Create your own commitments. Recycle and compost. Be mindful. Be aware of what you buy; how much you accumulate. Everybody is responsible. We cannot only point fingers. We need to start with ourselves and look around at what we can do. Many people have businesses here and that is a good place to create change. Look at your business and how it deals with waste. Involve your workers in positive changes towards a more sustainable working and living environment.

Is trash the biggest environmental problem we have in Bali?

It is a big problem and it is very obvious. It is in our face every day and everywhere we go. Our garbage requires a lot of attention and proper strategies. However, from an environmental point of view, fresh water availability and usage is the really big problem. It is a global problem and everyone knows about it; like energy. I believe that there is still not enough individual awareness and as a result very little action. In comparison to water we have a lot of cleanup initiatives for waste, but few that engage in better water efficiency and management.

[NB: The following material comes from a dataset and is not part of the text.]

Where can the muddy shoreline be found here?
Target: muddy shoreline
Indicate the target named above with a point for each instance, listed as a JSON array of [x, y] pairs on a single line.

Do you think there is hope for real change?

Yes, for sure! It takes a long time to change systems and it must be a collaboration of many entities. There is a whole new generation of young Indonesians that are committed and want to see real changes and are very active at many levels. Change needs this passion and motivation for action. Radical change needs economics and decision-making and we see many groups beginning to engage at all levels to address these challenges.

What is your dream for a better future environmentally?

Total revolution! No more waste, all reintegrated in a perfect cycle and designed to be this way. There will be new production and consumption systems. This would mean participation on the part of industry and tourism as well as at local levels. In Bali I would like to see the quality of life improved, especially for all residents but also for visitors and tourists. Some new arrivals here are very disappointed at our reality. We need to create more bike and walking areas. It will take serious commitment by everyone from the farmers to big businesses. Solutions are born out of need. The time for dramatic change is here now!